In [18]:
import os 
from langchain_community.document_loaders import PyPDFLoader, TextLoader, Docx2txtLoader, CSVLoader
from langchain_text_splitters import RecursiveCharacterTextSplitter
from langchain_ollama import OllamaEmbeddings
from langchain_community.vectorstores import FAISS
from config import CHUNK_SIZE, CHUNK_OVERLAP, MODEL

In [19]:
# Maps extensions to doc loaders
ext2loader = {
    ".csv": (CSVLoader, {}),
    ".docx": (Docx2txtLoader, {}),
    ".pdf": (PyPDFLoader, {}),
    ".txt": (TextLoader, {"encoding": "utf8"}),
}

Load document

In [20]:
def load_doc(file_path,print_report=False):
    file_extension = os.path.splitext(file_path)[1]

    if file_extension in ext2loader:
            
        loader_type, loader_args = ext2loader[file_extension]
        loader = loader_type(file_path, **loader_args)
        load = loader.load()

        # if print_report:
            # print(f"Number of pages: {len(load)}")
            # print(f"Length of a page: {len(load[1].page_content)}")
            # print("Content of a page:", load[1].page_content)
        
        return load

    raise ValueError(f" '{file_extension}' file type not supported")

Splitter

In [21]:
def splitter(documents,print_report=False):
    splitter = RecursiveCharacterTextSplitter(chunk_size=CHUNK_SIZE, chunk_overlap=CHUNK_OVERLAP)

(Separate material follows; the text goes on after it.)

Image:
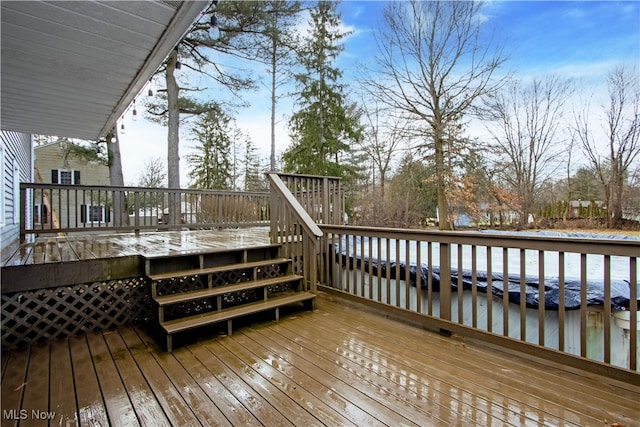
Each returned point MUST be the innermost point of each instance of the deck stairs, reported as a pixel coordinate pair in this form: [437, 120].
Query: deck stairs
[192, 291]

    chunks = splitter.split_documents(documents)

    if print_report:
        print(f"Number of chunks: {len(chunks)}")
        print(f"Length of a chunk: {len(chunks[1].page_content)}")
        print("Content of a chunk:", chunks[1].page_content)

    return chunks

Convert to Word Embedding and Insert into Vector DB

In [22]:
def word_embeddings(chunks):
    embeddings = OllamaEmbeddings(model=MODEL)
    vectorstore = FAISS.from_documents(chunks, embeddings)

    vectorstore.save_local("faiss_index")
    
    return vectorstore 

Retriever

In [23]:
def retrieve(query,vectorstore):
    retriever = vectorstore.as_retriever()
    return retriever.invoke(query)

In [24]:
document = load_doc("got.txt", print_report=True)
chunks = splitter(document, print_report=True)
vectorstore = word_embeddings(chunks)

Number of chunks: 80
Length of a chunk: 145
Content of a chunk: The story begins when King Robert visits the northern castle Winterfell to ask Ned Stark to be his right-hand assistant, or Hand of the King. The


In [25]:
retrieve(query="where did the eggs come from?",vectorstore=vectorstore)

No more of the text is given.